What's next for Apache OpenOffice

Posted Sep 9, 2016 12:12 UTC (Fri) by niner (subscriber, #26151) [Link]

Do you have any proof at all to back this claim?

Or do you mean "removed all Apache source and wrote new source" by "heavily modified fork"?

niginx' development history is available in full at http://hg.nginx.org/nginx

Version 0 available at http://hg.nginx.org/nginx/rev/0 has a staggering amount of 2241 lines of code according to cloc. This already includes sendfile support which did not appear until Apache 2.0.44 according to https://httpd.apache.org/docs/2.2/mod/core.html#enablesen...

What I cannot find is any reference at all to any of the central Apache http data structures or functions. None.

What's next for Apache OpenOffice

Posted Sep 9, 2016 19:58 UTC (Fri) by xtifr (guest, #143) [Link]

Is it? I had no idea. But in any case, nginx had a specific goal: higher performance. In the case of AOO vs. LO, that's already one of the LO goals. They've spent a lot of time looking at performance and efficiency, and they'll probably spend more.

So what's AOO's selling point? If you want to be a successful fork, you need *some* sort of selling point. For developers or users.
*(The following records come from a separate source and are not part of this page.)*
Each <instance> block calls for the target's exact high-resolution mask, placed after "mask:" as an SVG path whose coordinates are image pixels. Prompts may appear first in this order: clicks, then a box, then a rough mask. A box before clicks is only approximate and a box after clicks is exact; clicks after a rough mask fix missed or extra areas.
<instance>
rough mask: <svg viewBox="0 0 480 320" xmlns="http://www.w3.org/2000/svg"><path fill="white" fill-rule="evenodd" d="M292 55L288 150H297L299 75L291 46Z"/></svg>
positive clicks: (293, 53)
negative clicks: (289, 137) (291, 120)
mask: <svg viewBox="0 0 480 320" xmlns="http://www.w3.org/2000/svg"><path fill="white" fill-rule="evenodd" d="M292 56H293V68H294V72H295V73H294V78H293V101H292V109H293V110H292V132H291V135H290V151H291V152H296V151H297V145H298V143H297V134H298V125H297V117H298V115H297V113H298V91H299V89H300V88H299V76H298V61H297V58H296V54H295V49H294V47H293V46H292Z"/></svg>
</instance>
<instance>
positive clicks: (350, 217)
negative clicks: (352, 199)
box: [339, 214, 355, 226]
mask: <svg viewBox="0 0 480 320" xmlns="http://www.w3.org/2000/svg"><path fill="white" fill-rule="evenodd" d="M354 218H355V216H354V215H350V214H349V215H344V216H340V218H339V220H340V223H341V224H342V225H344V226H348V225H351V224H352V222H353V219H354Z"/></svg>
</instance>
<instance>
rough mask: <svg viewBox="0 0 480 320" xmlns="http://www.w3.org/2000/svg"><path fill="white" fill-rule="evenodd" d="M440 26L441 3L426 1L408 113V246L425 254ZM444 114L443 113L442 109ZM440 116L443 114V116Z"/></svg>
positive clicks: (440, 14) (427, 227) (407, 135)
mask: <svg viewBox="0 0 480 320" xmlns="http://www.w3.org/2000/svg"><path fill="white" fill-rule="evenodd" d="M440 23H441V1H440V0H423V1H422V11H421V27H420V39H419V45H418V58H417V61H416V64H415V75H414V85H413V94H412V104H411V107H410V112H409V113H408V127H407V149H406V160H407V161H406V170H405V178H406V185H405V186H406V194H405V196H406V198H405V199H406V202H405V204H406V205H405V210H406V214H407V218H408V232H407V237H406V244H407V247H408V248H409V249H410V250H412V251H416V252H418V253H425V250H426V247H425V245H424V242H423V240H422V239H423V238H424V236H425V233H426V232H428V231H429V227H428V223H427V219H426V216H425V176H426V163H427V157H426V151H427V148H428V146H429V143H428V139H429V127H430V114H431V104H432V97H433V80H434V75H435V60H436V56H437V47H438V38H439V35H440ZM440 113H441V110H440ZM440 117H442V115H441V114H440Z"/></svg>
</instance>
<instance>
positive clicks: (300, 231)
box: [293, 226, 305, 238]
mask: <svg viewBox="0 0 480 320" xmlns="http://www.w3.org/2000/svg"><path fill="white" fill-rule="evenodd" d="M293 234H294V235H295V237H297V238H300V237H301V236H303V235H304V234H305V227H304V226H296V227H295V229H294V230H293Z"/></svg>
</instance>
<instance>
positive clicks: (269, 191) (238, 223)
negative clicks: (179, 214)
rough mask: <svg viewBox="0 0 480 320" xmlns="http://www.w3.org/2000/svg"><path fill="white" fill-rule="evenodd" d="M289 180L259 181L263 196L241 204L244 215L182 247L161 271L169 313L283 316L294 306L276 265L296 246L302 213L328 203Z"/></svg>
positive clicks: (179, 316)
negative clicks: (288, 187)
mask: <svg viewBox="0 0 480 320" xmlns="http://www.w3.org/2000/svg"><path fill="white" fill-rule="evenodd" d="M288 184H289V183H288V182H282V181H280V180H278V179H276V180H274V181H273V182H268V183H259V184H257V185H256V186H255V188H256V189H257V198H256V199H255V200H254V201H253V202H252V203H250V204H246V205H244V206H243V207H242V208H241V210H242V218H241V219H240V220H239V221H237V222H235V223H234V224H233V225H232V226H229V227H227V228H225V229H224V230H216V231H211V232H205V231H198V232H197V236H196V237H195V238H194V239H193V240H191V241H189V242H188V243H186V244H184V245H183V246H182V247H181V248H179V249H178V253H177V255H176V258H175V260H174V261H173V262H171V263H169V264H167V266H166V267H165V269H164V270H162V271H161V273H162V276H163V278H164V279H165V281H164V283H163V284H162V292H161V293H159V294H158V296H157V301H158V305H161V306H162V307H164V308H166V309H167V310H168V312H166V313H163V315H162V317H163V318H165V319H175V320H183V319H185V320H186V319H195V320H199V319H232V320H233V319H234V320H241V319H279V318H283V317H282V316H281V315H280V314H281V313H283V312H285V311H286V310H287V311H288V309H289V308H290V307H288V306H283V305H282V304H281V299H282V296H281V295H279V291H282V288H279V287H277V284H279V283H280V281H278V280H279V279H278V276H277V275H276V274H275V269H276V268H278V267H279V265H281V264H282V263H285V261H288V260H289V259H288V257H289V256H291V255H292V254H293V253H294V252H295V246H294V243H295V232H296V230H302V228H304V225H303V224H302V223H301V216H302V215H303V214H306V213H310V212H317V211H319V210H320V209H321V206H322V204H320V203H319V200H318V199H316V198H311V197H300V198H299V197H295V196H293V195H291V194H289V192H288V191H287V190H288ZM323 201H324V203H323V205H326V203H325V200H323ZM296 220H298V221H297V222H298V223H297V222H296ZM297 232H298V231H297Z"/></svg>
I asked this at the start of the thread, and you ignored it, I asked it in the post you *just responded to* and you blatantly ignored it. Nobody needs a fork that exists *just to be* a fork. And, as should now be clear, nobody needs a fork whose only benefit is "we don't use a share-alike license". So what's the pitch?

The AOO folks are out begging for help, but they don't seem to be offering *any reasons* why someone would want to help them. Do you actually have a reason why you think AOO deserves our support? I don't know how to ask any more plainly than that. Oh, wait. If you do have a reason, *what is it?*

I am *bending over backwards* to try to be fair to AOO and give them a chance to explain their position and elicit my sympathy. The fact that I'm being pointedly ignored does not speak well for the project.

What's next for Apache OpenOffice

Posted Sep 9, 2016 9:04 UTC (Fri) by nim-nim (subscriber, #34454) [Link]

Those are all projects with a very small functional core. So being clever implementing this core is more critical than functional breadth, and a small team can quickly gain momentum.

Office suites are exactly the reverse, huge functional surface, huge document format compatibility requirements, no amount of cleverness can compensate lack of functional coverage, and coverage requires lots of coding.